Seguridad informática

Un nuevo virus infecta a 18 millones de ordenadores en un solo día

La nueva amenaza informática se llama Bugbear.B y es de las más dañinas de los últimos tiempos. En tan sólo 24 horas se ha esparcido por toda Europa, América y Australia inoculando la enfermedad a millones de ordenadores; los cálculos que maneja la empresa de seguridad Panda Software hablan de unos 18 millones de equipos infectados.
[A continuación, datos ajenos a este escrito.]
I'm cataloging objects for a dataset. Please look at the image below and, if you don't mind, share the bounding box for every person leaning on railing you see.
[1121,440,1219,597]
Como otros tantos, viaja a través del correo electrónico y se extiende como una plaga por las redes de las oficinas.

El Centro de Alerta Antivirus (CAT) ha elevado esta mañana al nivel extremo, es decir, a grado 5, la peligrosidad del virus, al que inicialmente se le adjudicó una calificación inferior.

Un e-mail con un asunto atractivo, que pide ayuda o que ofrece una solución técnica avanzada. El archivo que le acompaña no es otra cosa que un poderosísimo gusano, es decir, un virus capaz de reproducirse a sí mismo. Ni siquiera es necesario abrir el mensaje, basta con tener activado el panel de vista previa del programa de correo, que es la configuración por defecto de estos sistemas. Desde ese mismo momento, el ordenador queda infectado.
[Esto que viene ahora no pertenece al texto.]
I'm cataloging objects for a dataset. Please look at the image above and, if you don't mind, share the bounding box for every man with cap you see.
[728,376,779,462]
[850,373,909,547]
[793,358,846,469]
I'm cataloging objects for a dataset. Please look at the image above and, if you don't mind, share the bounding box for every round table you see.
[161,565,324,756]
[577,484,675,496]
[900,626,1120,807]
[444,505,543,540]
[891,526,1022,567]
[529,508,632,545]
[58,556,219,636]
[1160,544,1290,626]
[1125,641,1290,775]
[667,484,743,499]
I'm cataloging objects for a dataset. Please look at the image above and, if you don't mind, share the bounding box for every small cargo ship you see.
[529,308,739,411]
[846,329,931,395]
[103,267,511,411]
Como primera medida, el programa maligno desactiva todos los sistemas de seguridad que tenga el usuario, cuando no opta por destruirlos. Acto seguido infecta a una treintena de programas de uso común (Internet Explorer, Winzip, Kazaa, etcétera) y los deja prácticamente inutilizados. Y por si fuera poco se comporta como un espía: controla todas las pulsaciones del teclado para cada vez que se escriba un nombre de usuario y una clave almacenarlos y remitirlos a varios cientos de páginas web; desde alguna de ellas, nadie sabe cuál, esos datos se recopilan y se almacenan.

Reproducción

Una vez instalado en un ordenador, el virus se clona a sí mismo y se remite a todas las direcciones de e-mail que tenga almacenadas el usuario, con una peculiaridad: Bugbear.B no necesita de un programa de correo para reenviarse, él mismo es capaz de hacerlo.
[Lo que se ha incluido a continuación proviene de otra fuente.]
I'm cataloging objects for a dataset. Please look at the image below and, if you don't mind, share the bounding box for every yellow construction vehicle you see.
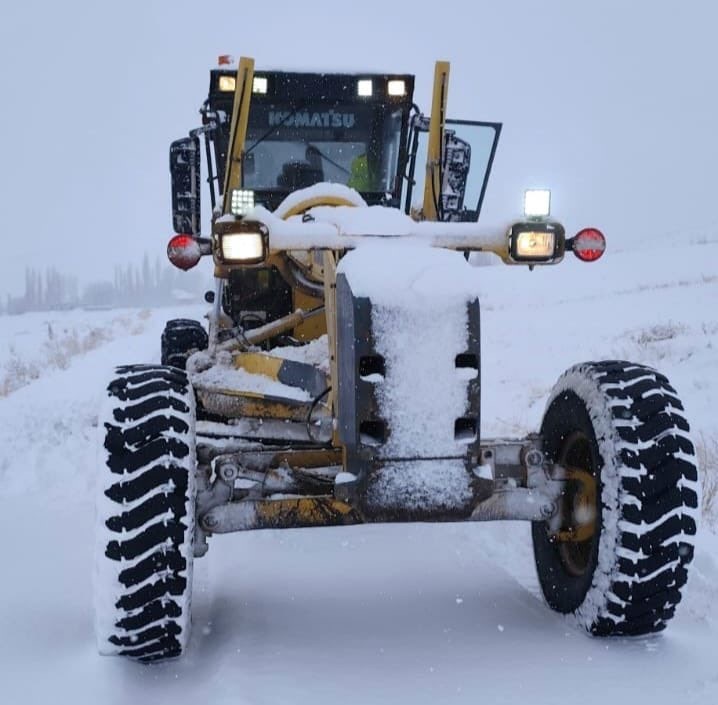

Si el equipo infectado está conectado en red el contagio es aún más sencillo: se copia en las carpetas compartidas del sistema para desde ahí tener acceso a todos los ordenadores. Sólo las instalaciones mejor protegidas pueden evitar su expansión. Pero esa facilidad de propagación es también su debilidad ya que pronto da muestras de su existencia: inocula el mal a las impresoras compartidas, que rompen a imprimir caracteres extraños.

Este Bugbear.B no es, en sí mismo, novedoso sino un cóctel de muchos ya existentes a partir del Bugbear original que ya hizo acto de presencia hace un año. Las grandes compañías de seguridad ya ofrecen el antídoto en su páginas de forma gratuita e incluso permiten a los internautas rastrear on line su equipo en busca del mal.